The summerhouse was built of wood; there was a hole in a certain notch, and to this hole Matilda applied her rosy ear. She heard everything, and metaphorically clapped her hands with delight. Now, indeed, she was possessed of a dangerous weapon. It was within her power to sever a friendship which she detested, and to humble proud Kate O'Connor in the eyes of all her companions. Matilda was too clever not to go warily to work. It would never do for the girls of the school to find out that she had gained her information by eavesdropping; she must draw Molly out to drop a hint or two with regard to Kate. By the aid of this hint, and her own perfect knowledge, Matilda could soon set a ball of gossip and ill-will rolling through the place.
The next day, at lecture, she tried to make herself agreeable to Molly. She was generally so spiteful that the change in her conduct could not but be hailed with relief.
"How splendidly you are getting on!" said Matilda, when the lecture had come to an end. "I did not think you would at first, but now I see that you are very clever."
"That is not the case," answered Molly, in her blunt way. "I have simply got the most average abilities; but the fact is, a girl must be very stupid who does not improve in the atmosphere of such a place as this."
"You talk like a book," said Matilda. "Well, there is one thing I do envy you."
"What is that?" asked Molly.
"Your friendship with Kate O'Connor."
"Do you?" replied Molly. "I am glad you can appreciate her; there is not a girl in the school like her."
"I will tell you what I think about her," said Matilda slowly. She avoided Molly's eyes as she spoke. "She is so completely out of the common that she must have had quite an uncommon life. I should not be a bit surprised if she were one of those brave girls who have known poverty, and have risen above it. I should call her, if I were asked, one of nature's ladies. After all, nature does make noble, queen-like sort of women now and then, whatever their position in life. Is that not true, Molly Lavender?"
"Yes, it is perfectly true," answered Molly, wondering at Matilda's discernment. "There is no one in the school I respect like Kate."
"Do you think I have gauged her character correctly?" asked Matilda, in her softest tones.

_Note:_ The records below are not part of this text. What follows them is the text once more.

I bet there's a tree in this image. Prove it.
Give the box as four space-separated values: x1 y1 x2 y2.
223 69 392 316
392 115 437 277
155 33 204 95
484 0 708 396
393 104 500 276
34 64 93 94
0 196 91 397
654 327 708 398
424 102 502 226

"You have, Matilda, quite wonderfully."
"She is one of nature's ladies, is she not?"
"Indeed she is."
"She has known poverty, and has risen above it?"

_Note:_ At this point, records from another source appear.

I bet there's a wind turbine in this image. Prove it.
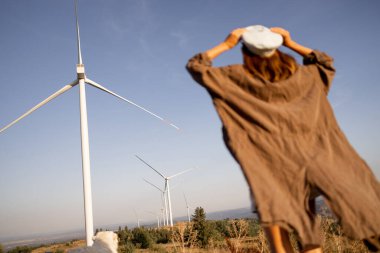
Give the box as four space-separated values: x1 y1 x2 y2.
0 0 179 246
136 155 193 227
133 208 144 228
144 179 169 226
183 193 194 223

"Yes, she has had a noble life," answered Molly. "I am so glad you appreciate her."
"I long for her friendship," said Matilda, with a sigh; "but alas! it is not for me; she would despise a girl of my sort."
"Not if you lived up to her," said Molly,turning round and gazing full at Matilda's low-class face.
Something in the expression of the bad girl's eyes caused Molly to recoil and draw into her shell. But she had said quite enough for Matilda's purpose, and the scandal which was to wreck a beautiful friendship began to circulate through the school on that very afternoon.